Based on data compiled by the Centers for Disease Control, nearly 30 million children in the United States take part in organized youth sports activities, and more than 3.5 million children receive medical treatment for sports injuries on an annual basis. Common sports injuries among children include muscle strains and sprains, cuts, broken bones, and head and brain injuries.
Barriers to recovering monetary compensation
One of the primary obstacles to recovering financial compensation following a youth sports injury is the consent waiver that most parents or guardians are required to sign as a condition of their child’s participation in sports activities. Under Colorado law, schools can require that parents sign waivers releasing the school or sports organization from ordinary negligence. These waivers typically contain the following provisions:
You have been informed of the risks of your child’s participation in the athletic activity.
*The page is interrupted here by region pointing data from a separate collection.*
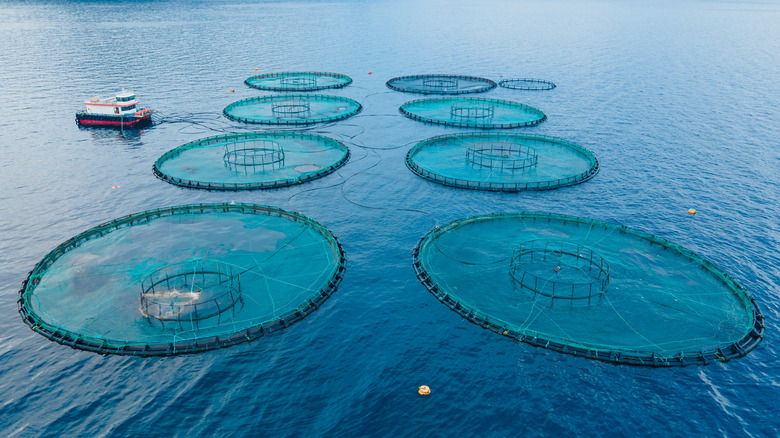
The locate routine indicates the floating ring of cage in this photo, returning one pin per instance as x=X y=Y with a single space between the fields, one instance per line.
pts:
x=440 y=84
x=255 y=154
x=502 y=155
x=190 y=291
x=527 y=84
x=560 y=269
x=298 y=81
x=598 y=290
x=254 y=160
x=292 y=109
x=210 y=276
x=472 y=112
x=501 y=161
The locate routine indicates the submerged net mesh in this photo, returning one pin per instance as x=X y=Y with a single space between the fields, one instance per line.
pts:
x=298 y=81
x=292 y=109
x=208 y=275
x=251 y=161
x=527 y=84
x=589 y=288
x=440 y=84
x=502 y=161
x=472 y=112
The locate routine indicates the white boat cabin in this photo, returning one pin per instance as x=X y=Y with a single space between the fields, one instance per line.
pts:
x=123 y=103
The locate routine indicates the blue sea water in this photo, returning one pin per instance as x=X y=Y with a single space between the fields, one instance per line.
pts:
x=679 y=101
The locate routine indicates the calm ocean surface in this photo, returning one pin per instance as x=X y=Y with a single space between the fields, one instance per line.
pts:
x=680 y=102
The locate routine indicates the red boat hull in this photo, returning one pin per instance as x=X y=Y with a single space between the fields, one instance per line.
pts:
x=108 y=121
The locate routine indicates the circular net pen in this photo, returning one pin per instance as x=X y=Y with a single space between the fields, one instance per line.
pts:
x=292 y=109
x=182 y=279
x=298 y=81
x=440 y=84
x=472 y=113
x=589 y=288
x=251 y=161
x=527 y=84
x=502 y=162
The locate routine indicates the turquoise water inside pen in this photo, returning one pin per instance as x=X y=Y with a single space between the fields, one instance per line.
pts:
x=679 y=101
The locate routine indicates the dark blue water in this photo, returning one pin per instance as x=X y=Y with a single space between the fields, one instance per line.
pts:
x=680 y=102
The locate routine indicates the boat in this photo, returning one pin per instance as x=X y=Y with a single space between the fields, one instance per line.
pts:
x=120 y=111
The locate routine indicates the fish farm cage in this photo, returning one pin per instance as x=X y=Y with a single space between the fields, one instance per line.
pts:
x=182 y=279
x=298 y=81
x=249 y=161
x=440 y=84
x=588 y=288
x=292 y=109
x=501 y=161
x=465 y=112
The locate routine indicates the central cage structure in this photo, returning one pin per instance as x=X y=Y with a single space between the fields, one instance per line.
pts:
x=560 y=269
x=298 y=82
x=293 y=108
x=439 y=85
x=502 y=155
x=253 y=156
x=478 y=112
x=190 y=291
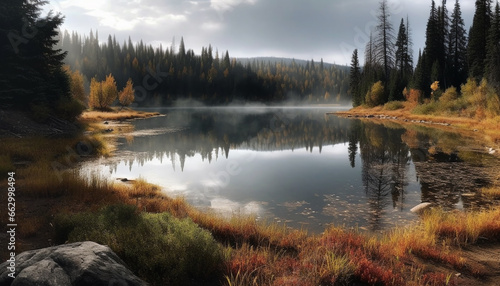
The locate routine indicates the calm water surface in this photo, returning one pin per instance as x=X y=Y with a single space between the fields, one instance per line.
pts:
x=300 y=166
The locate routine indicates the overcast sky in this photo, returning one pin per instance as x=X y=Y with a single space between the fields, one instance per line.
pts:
x=315 y=29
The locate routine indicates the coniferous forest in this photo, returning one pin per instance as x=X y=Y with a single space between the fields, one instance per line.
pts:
x=451 y=59
x=162 y=76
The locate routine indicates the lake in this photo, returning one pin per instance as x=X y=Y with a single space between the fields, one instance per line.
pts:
x=300 y=166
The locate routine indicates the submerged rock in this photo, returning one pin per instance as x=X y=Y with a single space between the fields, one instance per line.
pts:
x=420 y=207
x=81 y=263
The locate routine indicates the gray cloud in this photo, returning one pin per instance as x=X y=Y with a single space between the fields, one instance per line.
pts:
x=328 y=29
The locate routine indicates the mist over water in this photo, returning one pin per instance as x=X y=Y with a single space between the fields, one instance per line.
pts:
x=293 y=164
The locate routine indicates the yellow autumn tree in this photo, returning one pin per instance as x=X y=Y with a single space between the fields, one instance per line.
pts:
x=102 y=94
x=76 y=85
x=375 y=96
x=126 y=96
x=95 y=93
x=109 y=91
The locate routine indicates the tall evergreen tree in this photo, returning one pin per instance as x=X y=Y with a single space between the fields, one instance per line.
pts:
x=384 y=40
x=492 y=71
x=31 y=71
x=401 y=75
x=478 y=36
x=355 y=80
x=457 y=48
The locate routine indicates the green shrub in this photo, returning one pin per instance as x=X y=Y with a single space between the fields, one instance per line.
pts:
x=158 y=247
x=449 y=95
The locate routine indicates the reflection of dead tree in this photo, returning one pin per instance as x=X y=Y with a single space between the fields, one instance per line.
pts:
x=378 y=184
x=445 y=181
x=385 y=165
x=400 y=181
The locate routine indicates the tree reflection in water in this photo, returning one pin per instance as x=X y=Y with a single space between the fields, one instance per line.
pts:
x=385 y=170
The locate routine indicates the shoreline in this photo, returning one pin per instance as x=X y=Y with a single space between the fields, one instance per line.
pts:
x=259 y=236
x=487 y=131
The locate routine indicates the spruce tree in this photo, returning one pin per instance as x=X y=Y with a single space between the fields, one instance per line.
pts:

You assume liability for any harm that results from the activity.
You waive all damage claims against the school/organization.
Parents who sign a waiver clause in Colorado typically waive damages for negligent behavior. A waiver clause does not, however, bar suits for intentional misconduct or violations of the law.
Examples of behavior that may lead to liability
The following are examples of behavior resulting in a player’s injury that could potentially subject a school or sports organization to liability for a coach’s actions:
A basketball coach gets angry during practice and assaults a player.
A coach fails to follow state-mandated procedures after an injury such as a concussion or other brain trauma, and a player suffers medical complications as a result.